Same-store sales plummeted 12% at J.Crew’s namesake brand in the third quarter and the parent company said on Tuesday it expected to close 50 stores this year, up from a forecast of 30 just three months ago. But such is the tailspin its sales are in.
Business at sister chain Madewell, was brisk, with comparable sales up 13%, but the brand is too small in relation to J.Crew to mitigate the flagship brand’s deepening woes. J. Crew Group as a whole said comparable sales fell 9%, a result likely to extend the turmoil the brand has found itself in for the last two years.
The results are all the more distressing given that some of its apparel-chain rivals are showing improvements in their business. Inc’s namesake brand last week reported its first quarter of comparable sales gains, breaking a 14-quarter streak without growth. Abercrombie & Fitch last week said comparable sales, including those for Hollister, rose 4% last quarter.
But at J.Crew brand, shoppers remain AWOL. The chain has been trying to carve out a new space for itself in shoppers’ intentions, hurt by years of fashion misfires, uneven quality, and what many consumers perceived as overly high prices. The steep sales decline is a major setback for Chief Executive Officer James Brett, the former Williams-Sonoma executive who earlier this year replaced iconic leader Mickey Drexler. This year alone saw the departures of lead designer Somsack Sikhounmuong, and creative director Jenna Lyons, the latter staying on as an advisor through the end of 2017.
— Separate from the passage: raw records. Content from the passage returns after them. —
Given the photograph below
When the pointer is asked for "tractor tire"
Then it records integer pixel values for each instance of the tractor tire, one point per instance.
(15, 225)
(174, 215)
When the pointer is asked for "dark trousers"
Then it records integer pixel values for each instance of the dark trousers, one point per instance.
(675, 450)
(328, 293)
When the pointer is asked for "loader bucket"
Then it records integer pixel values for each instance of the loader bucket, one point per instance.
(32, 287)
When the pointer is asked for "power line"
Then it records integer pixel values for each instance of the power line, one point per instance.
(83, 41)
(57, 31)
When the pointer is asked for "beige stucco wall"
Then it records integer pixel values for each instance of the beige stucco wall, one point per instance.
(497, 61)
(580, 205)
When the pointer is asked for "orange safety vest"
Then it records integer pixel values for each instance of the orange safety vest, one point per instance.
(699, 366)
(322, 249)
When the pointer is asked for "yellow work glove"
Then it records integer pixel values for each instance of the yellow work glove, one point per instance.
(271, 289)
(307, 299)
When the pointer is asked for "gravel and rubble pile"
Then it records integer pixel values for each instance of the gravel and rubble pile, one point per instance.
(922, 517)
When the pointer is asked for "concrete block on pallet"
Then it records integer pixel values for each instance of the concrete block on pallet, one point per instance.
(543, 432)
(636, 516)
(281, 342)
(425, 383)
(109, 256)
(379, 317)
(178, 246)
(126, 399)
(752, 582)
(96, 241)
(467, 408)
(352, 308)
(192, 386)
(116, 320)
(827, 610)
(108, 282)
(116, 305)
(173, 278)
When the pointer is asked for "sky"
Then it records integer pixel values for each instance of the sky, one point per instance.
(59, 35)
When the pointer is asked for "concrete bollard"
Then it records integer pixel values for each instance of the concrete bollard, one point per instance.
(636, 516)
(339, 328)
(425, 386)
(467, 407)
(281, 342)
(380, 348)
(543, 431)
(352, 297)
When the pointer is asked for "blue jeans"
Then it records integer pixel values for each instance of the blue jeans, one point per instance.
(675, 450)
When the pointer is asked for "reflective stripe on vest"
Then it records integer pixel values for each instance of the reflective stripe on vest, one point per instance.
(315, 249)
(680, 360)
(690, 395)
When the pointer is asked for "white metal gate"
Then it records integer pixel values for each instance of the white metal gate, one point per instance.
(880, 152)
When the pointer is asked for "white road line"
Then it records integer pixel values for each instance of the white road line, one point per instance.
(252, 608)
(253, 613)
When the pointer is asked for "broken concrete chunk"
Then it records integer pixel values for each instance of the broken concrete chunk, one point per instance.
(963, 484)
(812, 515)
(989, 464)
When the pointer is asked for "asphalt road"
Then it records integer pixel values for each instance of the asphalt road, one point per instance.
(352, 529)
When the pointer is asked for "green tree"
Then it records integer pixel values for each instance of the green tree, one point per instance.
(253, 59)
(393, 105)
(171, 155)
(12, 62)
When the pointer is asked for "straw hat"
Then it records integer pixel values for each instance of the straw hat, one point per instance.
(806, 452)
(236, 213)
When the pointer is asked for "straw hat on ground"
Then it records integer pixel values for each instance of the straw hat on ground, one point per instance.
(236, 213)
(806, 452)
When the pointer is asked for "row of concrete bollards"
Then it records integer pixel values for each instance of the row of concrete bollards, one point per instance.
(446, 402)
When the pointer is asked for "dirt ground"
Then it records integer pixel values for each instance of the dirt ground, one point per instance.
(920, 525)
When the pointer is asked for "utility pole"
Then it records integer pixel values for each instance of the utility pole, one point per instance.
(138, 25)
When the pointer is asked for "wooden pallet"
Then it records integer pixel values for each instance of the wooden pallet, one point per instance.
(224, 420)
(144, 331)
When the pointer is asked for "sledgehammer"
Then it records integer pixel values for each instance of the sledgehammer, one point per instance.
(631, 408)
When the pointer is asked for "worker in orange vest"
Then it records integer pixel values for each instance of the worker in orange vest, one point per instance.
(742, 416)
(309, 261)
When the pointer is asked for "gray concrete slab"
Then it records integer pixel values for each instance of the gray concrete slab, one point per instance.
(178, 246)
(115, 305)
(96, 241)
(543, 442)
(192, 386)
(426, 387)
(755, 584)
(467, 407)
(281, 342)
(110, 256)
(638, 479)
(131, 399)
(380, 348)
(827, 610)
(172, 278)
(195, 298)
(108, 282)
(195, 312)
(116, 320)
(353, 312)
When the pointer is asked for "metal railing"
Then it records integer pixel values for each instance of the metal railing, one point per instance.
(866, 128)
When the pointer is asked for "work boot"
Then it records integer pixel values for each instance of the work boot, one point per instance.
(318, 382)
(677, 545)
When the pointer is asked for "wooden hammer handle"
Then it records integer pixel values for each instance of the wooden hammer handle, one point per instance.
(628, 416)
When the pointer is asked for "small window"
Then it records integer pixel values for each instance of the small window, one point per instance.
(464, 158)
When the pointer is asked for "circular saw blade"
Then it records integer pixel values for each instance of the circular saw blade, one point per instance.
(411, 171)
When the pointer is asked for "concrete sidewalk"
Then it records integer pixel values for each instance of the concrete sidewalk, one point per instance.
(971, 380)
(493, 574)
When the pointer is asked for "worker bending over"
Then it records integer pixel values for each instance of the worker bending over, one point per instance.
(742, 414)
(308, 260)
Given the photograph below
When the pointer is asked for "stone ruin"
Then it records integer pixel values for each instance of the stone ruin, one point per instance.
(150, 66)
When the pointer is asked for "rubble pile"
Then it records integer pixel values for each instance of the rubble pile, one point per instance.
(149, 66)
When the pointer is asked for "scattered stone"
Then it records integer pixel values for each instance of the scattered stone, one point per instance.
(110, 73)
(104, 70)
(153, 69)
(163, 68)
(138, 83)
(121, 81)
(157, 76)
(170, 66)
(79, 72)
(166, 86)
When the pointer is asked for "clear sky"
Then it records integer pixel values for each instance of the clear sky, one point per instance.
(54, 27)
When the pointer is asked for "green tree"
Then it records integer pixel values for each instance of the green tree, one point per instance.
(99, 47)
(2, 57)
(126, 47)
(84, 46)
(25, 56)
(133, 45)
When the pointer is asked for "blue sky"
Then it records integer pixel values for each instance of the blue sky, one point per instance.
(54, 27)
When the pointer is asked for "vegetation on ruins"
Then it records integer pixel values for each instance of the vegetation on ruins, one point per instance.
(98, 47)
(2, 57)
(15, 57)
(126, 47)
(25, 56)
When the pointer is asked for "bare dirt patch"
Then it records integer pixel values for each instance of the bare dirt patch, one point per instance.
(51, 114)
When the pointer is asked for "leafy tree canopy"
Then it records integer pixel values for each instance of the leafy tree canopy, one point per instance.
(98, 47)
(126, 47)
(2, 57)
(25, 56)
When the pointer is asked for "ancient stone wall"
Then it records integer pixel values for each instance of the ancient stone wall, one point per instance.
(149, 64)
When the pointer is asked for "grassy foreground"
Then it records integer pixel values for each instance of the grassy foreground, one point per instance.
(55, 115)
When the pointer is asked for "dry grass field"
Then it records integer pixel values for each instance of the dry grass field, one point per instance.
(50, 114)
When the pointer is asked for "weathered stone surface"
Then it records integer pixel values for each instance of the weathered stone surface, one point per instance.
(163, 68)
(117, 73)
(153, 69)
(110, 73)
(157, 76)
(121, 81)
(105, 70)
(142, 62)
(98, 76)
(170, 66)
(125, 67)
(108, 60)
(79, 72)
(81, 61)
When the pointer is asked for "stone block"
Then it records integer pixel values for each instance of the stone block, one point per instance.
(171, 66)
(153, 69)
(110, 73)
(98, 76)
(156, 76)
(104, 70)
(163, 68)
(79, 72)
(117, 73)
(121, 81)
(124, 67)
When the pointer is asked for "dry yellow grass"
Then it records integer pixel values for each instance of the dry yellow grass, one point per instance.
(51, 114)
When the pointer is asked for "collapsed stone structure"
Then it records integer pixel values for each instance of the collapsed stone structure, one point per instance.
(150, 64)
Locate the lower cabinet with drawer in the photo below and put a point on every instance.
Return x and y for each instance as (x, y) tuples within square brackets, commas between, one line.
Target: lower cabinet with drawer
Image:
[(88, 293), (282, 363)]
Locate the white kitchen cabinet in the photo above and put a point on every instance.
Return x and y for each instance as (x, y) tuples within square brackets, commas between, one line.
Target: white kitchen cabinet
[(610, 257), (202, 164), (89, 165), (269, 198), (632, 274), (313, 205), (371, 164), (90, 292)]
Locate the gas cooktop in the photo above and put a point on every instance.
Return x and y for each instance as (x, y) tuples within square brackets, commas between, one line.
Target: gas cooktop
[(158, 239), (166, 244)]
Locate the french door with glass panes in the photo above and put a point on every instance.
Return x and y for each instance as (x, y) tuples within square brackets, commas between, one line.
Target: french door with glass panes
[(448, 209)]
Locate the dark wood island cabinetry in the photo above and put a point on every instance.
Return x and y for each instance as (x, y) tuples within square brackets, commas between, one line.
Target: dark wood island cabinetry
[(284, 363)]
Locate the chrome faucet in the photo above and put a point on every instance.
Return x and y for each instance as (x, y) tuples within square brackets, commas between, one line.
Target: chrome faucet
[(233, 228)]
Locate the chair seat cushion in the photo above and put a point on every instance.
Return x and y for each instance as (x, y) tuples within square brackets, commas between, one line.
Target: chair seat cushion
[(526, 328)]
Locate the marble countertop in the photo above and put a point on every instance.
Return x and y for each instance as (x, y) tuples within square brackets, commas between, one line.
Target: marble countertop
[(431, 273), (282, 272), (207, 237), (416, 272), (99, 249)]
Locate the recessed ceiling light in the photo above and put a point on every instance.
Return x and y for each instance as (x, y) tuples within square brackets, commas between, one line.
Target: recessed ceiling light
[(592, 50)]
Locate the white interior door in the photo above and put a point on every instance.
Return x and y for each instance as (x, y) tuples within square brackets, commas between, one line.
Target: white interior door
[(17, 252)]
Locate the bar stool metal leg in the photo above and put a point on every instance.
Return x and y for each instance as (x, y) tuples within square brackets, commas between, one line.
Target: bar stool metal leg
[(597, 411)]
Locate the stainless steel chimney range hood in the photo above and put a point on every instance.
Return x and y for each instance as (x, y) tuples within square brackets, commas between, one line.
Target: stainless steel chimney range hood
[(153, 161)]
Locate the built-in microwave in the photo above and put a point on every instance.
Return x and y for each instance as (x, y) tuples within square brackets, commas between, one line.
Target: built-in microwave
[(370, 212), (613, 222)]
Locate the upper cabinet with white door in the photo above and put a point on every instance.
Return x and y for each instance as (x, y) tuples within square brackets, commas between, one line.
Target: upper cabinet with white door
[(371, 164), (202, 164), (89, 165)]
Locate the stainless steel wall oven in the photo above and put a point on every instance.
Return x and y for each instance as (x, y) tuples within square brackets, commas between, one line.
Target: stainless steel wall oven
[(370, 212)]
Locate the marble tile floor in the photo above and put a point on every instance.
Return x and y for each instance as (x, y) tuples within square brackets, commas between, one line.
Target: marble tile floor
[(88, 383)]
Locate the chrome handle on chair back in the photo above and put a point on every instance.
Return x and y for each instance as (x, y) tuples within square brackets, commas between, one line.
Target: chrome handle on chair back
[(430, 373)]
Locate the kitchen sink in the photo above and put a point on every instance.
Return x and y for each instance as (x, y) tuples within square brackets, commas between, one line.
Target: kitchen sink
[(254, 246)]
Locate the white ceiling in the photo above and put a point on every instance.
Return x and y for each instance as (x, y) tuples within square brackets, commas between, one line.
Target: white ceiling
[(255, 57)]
What’s more, J.Crew has had to contend with pressure from fast fashion chains like H&M and Zara, and overall consumer boredom with all the choices of fashion options. J.Crew hurt itself by confusing shoppers by oscillating between affordable yet preppy clothes and higher end items. J.Crew's private equity owners, TPG Capital and Leonard Green & Partners, took a $1 billion write-down in two years ago because of the faltering of the brand.